My dissertation project is based on this query for more sophisticated sexual etiquettes by focusing on the heterotopias of alternative experiential and educational spaces in the tradition of the feminist consciousness-raising movement. They can be found in queer, activist, BDSM- or otherwise sex-positive scenes, but also in the performative and participatory arts or in playful improvisational formats such as Live Action Role Playing. They all need to apply a certain consent design in order to enable potentially risky, transgressive, but also pleasurable and meaningful experiences. In the event’s accompanying workshops consent practices become tangible, tried out, and further developed via collective, embodied, experimental activities.
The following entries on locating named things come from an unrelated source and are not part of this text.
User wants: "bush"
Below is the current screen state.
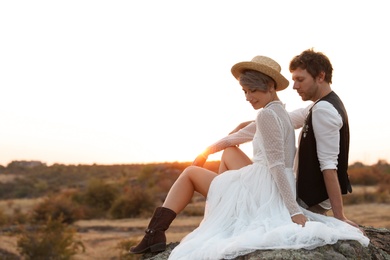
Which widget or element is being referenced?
[17,219,85,260]
[84,179,118,212]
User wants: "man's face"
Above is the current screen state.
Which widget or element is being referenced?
[292,68,319,101]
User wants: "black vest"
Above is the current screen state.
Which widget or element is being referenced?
[297,91,352,207]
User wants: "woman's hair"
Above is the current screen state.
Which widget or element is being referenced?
[239,70,276,92]
[289,49,333,83]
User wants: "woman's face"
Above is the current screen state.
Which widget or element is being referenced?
[242,86,275,109]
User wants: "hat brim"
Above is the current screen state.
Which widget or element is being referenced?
[231,61,289,91]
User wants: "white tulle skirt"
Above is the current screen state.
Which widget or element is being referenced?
[169,163,369,260]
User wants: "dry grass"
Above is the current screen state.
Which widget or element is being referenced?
[0,187,390,260]
[0,204,390,260]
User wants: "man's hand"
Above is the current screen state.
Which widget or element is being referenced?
[291,214,307,227]
[192,154,207,167]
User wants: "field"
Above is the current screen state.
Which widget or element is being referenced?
[0,200,390,260]
[0,161,390,260]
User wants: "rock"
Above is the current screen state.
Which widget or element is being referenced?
[141,227,390,260]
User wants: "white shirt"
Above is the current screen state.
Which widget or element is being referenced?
[289,101,343,209]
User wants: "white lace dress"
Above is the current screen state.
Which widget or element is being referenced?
[169,101,369,260]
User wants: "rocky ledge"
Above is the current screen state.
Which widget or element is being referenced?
[141,227,390,260]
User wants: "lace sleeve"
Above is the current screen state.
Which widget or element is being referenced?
[257,109,302,216]
[203,122,256,155]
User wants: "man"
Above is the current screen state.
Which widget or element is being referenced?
[207,49,358,227]
[289,49,358,227]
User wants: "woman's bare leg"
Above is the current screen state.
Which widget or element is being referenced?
[163,166,217,214]
[218,146,252,173]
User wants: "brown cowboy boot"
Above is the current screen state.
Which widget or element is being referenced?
[129,207,176,254]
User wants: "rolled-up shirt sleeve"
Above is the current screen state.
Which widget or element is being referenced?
[312,101,343,171]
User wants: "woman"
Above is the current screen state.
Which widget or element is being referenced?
[130,56,368,259]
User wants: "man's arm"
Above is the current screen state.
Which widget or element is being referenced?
[322,169,359,227]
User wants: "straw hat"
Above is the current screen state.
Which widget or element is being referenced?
[232,56,289,91]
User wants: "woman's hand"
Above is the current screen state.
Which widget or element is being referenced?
[229,121,253,135]
[291,214,307,227]
[192,153,207,167]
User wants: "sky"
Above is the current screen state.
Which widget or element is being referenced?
[0,0,390,166]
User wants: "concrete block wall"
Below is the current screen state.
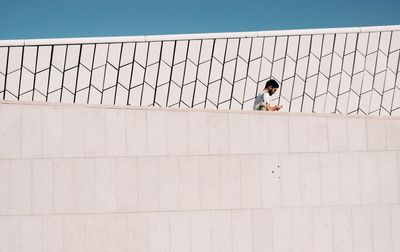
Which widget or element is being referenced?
[0,99,400,252]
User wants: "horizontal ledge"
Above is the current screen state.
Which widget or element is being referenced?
[0,25,400,46]
[0,100,400,120]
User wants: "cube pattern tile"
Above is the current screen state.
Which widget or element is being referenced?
[0,27,400,115]
[0,101,400,252]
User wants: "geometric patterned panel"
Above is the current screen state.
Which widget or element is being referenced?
[0,26,400,115]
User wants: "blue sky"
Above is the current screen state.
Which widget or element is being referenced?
[0,0,400,39]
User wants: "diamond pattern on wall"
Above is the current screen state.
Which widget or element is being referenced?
[0,28,400,115]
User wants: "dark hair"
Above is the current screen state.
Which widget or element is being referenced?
[265,79,279,88]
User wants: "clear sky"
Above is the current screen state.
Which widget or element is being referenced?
[0,0,400,39]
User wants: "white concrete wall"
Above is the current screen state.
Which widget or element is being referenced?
[0,102,400,252]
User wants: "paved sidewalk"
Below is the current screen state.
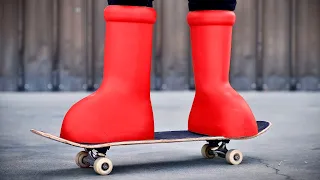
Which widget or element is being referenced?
[0,92,320,180]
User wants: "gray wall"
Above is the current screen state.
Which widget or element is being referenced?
[0,0,320,91]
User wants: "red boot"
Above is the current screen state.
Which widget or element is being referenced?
[188,10,258,138]
[60,5,156,144]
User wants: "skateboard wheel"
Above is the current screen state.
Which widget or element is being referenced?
[226,149,243,165]
[201,144,216,159]
[93,157,113,175]
[75,151,90,168]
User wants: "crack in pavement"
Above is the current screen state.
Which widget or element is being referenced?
[250,157,294,180]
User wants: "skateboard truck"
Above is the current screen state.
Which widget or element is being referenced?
[75,146,113,175]
[201,140,243,165]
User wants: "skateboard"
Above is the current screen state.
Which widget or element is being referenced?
[31,121,272,175]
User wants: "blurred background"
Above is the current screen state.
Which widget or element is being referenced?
[0,0,320,91]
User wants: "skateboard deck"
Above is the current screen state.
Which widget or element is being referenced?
[31,121,271,175]
[31,121,271,149]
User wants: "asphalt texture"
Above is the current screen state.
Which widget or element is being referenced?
[0,92,320,180]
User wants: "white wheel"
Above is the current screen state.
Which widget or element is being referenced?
[93,157,113,175]
[226,149,243,165]
[75,151,90,168]
[201,144,216,159]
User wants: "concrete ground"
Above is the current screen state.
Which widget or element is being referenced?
[0,92,320,180]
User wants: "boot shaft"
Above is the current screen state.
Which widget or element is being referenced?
[102,5,156,91]
[187,10,235,90]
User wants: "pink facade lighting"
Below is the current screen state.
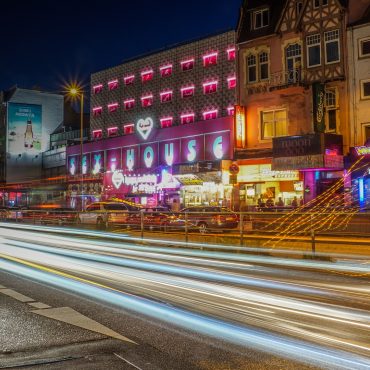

Examples of these decidedly crafted and arranged measures can be used to investigate what is usually left out in theoretical consent discourses: the fundamental question of how consent negotiations are actually done. By means of which speech acts, gestures, involuntary movements, codes, or media is consent articulated? How does it become effective? And what possibilities as well as limits or stumbling blocks are revealed in each case?
This research gap is addressed by looking at the specific formats of teaching consent, like exercises or manuals, originating from the aforementioned emancipatory grassroots movements. Their idiosyncratic details are analyzed using the methods of close looking in cultural studies aesthetics, and making them comprehensible by embedding them in cultural theory and history. How do the workshops and their artefacts render consent practices performable, reflectable and criticizable? How do those formats, based on living and embodied knowledge as well as on trial-and-error, inform consent theories and support a more contemporary, viable and feasible re-imagination of our moral obligations in intimate interaction?